Si había abandonado aquel mundo (y suponía que lo había hecho), ¿había entrado en el mundo de Adam, lleno de hombres que escalaban montañas y mujeres que los esperaban? Sentada a mi mesa, esperando que llegara la hora de comer, pensé en lo poco que sabía sobre Adam, sobre su pasado, su presente o el futuro que planeaba. Y cuanto más me daba cuenta de que era un extraño, más lo deseaba.

Adam ya me había comprado varios pares de bragas y sujetadores. Estábamos medio escondidos junto a un colgador de vestidos, y nos sonreímos y nos acariciamos las manos. Era nuestra primera cita de verdad fuera del piso.

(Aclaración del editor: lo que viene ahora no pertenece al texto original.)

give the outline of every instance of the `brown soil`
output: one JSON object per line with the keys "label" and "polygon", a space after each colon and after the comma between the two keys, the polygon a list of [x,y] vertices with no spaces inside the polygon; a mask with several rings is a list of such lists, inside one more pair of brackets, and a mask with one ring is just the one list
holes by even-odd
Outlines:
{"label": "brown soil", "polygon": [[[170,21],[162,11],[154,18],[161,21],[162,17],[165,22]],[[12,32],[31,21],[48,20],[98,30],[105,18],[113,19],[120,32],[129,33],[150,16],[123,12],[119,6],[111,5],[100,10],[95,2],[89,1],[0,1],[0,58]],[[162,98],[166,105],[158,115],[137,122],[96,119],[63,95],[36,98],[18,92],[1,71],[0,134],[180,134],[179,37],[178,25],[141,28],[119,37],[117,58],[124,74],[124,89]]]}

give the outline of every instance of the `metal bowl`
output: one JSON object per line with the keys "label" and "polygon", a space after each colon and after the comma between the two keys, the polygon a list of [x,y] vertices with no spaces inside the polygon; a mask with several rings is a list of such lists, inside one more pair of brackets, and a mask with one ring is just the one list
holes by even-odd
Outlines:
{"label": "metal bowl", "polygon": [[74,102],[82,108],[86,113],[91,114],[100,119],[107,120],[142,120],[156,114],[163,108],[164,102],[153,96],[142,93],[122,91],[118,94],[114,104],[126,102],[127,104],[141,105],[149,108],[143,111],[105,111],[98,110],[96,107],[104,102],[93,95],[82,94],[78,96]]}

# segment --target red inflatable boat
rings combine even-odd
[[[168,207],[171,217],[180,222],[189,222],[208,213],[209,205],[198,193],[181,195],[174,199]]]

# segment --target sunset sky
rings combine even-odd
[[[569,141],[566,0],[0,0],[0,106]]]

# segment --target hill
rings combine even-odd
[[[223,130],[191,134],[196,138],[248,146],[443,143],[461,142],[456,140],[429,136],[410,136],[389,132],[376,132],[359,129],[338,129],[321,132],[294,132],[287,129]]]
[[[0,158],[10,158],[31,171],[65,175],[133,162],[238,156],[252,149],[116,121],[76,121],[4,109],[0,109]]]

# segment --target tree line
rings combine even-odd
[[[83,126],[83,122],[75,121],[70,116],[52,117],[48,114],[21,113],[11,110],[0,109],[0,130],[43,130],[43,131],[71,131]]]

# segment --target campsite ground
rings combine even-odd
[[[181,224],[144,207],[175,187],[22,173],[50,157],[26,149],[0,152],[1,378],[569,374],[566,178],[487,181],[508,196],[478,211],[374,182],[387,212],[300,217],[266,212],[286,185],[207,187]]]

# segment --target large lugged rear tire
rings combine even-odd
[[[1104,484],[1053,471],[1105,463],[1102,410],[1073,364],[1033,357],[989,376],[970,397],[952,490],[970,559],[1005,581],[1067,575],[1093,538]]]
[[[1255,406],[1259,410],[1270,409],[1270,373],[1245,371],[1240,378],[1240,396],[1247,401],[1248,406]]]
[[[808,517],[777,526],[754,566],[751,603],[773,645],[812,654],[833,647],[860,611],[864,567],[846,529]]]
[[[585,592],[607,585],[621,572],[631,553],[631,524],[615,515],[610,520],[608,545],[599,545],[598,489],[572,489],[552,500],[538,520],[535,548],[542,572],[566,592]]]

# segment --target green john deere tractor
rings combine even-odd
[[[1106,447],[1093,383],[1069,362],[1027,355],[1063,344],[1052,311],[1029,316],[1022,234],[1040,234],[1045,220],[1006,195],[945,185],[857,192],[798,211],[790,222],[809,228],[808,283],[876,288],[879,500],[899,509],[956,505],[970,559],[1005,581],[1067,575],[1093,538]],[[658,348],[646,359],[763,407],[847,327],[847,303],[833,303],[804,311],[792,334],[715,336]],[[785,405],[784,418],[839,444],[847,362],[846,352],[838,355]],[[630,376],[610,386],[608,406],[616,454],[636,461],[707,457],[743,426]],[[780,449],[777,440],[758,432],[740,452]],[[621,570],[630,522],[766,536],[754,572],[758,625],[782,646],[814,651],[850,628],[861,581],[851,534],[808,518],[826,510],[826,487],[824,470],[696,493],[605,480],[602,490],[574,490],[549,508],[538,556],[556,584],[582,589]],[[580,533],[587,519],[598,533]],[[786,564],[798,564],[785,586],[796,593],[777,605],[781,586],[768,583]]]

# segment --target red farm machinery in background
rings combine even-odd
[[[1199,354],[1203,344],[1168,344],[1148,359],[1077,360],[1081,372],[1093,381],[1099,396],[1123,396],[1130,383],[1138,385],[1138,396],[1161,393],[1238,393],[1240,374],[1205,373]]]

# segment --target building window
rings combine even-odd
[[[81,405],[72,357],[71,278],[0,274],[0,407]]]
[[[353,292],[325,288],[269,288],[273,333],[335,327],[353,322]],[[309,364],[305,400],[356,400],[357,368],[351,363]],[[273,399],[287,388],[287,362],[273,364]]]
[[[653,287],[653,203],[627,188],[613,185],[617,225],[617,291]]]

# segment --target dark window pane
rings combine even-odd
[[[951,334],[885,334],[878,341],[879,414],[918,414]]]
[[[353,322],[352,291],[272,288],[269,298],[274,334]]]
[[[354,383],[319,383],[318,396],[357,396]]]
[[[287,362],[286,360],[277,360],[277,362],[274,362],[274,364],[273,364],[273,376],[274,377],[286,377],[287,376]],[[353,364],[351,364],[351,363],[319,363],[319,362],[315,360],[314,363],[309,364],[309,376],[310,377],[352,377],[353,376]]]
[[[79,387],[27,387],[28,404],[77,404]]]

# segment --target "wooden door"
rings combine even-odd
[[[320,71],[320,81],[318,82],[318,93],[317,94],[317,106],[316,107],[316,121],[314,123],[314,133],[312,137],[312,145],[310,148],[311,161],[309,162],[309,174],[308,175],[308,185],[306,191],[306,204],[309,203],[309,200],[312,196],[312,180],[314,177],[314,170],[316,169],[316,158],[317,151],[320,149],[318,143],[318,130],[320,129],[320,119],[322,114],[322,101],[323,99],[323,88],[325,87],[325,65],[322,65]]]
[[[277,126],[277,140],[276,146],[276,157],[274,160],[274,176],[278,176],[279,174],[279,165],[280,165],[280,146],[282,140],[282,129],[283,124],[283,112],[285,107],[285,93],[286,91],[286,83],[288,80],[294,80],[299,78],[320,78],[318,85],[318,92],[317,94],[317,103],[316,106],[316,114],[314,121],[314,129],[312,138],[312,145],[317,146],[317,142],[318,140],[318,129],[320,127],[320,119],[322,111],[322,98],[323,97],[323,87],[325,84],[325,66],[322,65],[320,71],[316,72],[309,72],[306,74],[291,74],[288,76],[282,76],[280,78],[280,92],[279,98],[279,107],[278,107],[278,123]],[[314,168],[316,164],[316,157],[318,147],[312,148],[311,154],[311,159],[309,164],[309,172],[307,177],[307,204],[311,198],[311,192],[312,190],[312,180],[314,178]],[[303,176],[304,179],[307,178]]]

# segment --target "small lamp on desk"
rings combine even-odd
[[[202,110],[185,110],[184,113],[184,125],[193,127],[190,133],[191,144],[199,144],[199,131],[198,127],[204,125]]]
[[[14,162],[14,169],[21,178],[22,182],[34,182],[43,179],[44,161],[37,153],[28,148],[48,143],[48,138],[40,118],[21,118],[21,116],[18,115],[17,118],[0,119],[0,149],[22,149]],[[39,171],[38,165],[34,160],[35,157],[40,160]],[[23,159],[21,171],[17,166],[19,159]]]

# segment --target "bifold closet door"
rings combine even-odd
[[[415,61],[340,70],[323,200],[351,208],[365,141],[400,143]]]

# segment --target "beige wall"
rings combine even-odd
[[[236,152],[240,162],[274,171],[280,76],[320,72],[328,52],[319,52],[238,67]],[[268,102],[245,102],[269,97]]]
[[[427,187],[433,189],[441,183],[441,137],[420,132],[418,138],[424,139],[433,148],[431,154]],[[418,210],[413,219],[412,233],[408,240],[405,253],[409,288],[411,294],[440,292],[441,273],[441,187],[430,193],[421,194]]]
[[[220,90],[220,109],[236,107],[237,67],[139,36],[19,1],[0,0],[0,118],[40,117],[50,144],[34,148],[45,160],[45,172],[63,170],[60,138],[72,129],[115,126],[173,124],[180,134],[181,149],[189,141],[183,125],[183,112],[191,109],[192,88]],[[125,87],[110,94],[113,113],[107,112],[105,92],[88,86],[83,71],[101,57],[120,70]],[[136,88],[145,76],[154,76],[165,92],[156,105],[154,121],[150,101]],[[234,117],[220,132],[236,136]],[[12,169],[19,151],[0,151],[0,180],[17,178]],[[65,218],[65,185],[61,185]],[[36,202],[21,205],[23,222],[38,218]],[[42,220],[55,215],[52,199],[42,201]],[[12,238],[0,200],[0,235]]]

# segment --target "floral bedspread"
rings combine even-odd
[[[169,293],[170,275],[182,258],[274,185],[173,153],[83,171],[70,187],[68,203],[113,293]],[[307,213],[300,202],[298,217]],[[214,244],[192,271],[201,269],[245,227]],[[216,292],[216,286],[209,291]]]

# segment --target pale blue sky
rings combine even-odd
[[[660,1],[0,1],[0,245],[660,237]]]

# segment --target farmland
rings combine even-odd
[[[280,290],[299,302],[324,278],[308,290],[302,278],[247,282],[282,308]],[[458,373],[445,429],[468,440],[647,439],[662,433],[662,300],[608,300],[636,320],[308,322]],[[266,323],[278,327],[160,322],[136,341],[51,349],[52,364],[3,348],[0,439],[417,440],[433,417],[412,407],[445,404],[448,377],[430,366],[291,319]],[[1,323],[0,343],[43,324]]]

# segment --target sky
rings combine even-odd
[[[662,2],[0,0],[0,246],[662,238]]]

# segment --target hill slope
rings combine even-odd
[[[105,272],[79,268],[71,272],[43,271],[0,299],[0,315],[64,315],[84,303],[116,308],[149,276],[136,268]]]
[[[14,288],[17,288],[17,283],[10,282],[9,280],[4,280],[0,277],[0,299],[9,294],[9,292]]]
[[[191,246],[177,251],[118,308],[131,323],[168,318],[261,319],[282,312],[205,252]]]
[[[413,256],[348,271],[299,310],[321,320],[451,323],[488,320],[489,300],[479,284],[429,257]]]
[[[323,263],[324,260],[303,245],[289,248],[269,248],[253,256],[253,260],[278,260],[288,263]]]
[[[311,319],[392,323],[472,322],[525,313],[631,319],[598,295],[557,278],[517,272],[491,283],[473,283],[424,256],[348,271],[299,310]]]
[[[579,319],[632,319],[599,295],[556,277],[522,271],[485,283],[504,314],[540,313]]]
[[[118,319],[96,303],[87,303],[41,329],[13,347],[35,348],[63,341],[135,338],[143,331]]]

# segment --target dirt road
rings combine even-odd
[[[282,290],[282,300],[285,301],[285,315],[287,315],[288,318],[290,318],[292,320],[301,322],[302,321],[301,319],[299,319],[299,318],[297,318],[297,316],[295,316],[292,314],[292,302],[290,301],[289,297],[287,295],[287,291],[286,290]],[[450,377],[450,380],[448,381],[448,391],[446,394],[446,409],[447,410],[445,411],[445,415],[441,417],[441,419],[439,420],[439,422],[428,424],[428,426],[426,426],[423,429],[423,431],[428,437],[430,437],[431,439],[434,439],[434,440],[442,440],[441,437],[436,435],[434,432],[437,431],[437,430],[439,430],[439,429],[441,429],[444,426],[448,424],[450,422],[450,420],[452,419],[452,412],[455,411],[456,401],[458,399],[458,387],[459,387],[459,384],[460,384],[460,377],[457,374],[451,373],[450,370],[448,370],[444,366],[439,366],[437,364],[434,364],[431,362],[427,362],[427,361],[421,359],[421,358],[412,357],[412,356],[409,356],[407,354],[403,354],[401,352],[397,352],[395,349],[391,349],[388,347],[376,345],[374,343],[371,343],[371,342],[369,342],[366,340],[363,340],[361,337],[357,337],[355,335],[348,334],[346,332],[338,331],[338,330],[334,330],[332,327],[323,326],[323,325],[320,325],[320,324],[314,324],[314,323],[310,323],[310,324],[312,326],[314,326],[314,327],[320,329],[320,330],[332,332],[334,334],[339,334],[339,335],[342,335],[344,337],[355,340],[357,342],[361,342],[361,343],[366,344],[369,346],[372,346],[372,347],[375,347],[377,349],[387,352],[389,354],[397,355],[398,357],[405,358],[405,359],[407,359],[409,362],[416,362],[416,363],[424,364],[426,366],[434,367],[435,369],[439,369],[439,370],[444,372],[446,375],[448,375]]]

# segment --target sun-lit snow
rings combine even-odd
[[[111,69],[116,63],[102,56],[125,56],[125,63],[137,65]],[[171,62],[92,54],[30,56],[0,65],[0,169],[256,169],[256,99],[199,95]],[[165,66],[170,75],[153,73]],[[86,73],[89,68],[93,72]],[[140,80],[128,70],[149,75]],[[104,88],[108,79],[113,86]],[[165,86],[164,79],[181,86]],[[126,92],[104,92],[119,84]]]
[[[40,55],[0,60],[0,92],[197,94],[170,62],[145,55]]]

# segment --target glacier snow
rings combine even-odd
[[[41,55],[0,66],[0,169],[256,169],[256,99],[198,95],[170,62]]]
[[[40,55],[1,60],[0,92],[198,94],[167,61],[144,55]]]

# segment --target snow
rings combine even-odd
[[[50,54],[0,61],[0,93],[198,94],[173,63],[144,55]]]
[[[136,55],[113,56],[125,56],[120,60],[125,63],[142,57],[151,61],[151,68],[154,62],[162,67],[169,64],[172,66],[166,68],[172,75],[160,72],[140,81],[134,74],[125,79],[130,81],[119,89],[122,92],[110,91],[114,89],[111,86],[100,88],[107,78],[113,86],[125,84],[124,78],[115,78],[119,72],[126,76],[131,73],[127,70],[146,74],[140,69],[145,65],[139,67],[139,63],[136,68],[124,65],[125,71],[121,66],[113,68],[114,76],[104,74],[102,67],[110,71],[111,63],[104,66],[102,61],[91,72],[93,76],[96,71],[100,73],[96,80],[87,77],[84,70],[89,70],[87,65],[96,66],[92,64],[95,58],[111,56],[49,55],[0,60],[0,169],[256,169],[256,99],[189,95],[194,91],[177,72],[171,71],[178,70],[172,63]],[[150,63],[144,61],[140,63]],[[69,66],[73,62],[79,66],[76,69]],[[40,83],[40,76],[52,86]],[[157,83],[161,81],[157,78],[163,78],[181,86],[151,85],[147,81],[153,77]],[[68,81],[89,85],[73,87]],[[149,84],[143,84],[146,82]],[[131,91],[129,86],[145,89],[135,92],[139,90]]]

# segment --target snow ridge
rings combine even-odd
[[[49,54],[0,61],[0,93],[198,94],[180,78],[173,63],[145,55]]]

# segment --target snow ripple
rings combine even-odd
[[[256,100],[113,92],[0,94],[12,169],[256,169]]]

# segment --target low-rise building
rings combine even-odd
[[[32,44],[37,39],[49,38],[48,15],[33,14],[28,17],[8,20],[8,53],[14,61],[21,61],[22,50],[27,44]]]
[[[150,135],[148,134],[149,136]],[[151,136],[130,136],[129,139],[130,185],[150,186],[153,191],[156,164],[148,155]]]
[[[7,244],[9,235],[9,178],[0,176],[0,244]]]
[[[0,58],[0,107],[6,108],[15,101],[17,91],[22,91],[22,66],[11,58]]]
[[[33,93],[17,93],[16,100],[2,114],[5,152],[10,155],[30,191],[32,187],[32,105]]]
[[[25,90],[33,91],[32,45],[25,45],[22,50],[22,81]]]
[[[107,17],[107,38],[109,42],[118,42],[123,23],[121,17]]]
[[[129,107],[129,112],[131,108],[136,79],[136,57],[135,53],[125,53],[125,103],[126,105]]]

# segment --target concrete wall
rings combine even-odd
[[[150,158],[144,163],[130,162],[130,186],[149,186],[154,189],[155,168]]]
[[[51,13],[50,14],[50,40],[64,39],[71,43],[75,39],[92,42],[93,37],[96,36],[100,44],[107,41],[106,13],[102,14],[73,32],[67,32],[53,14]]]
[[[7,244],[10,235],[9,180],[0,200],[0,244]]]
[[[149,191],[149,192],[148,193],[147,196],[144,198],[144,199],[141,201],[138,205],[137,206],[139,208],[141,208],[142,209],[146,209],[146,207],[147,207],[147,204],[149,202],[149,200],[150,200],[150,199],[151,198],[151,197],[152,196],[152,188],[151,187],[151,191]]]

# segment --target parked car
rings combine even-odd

– Son demasiado caros -dije.

– Pruébate éste -dijo él.

Cogió un vestido recto de color negro, y unos pantalones ceñidos. Me los puse en el probador, encima de mi ropa interior nueva, y me miré en el espejo. La ropa cara me sentaba bien. Cuando salí del probador, con las prendas en las manos, Adam me lanzó un vestido de terciopelo marrón oscuro, con el cuello escotado, mangas largas y falda cortada al bies, hasta los pies. Tenía un aire medieval y era precioso, y cuando vi la etiqueta del precio entendí por qué me gustaba tanto.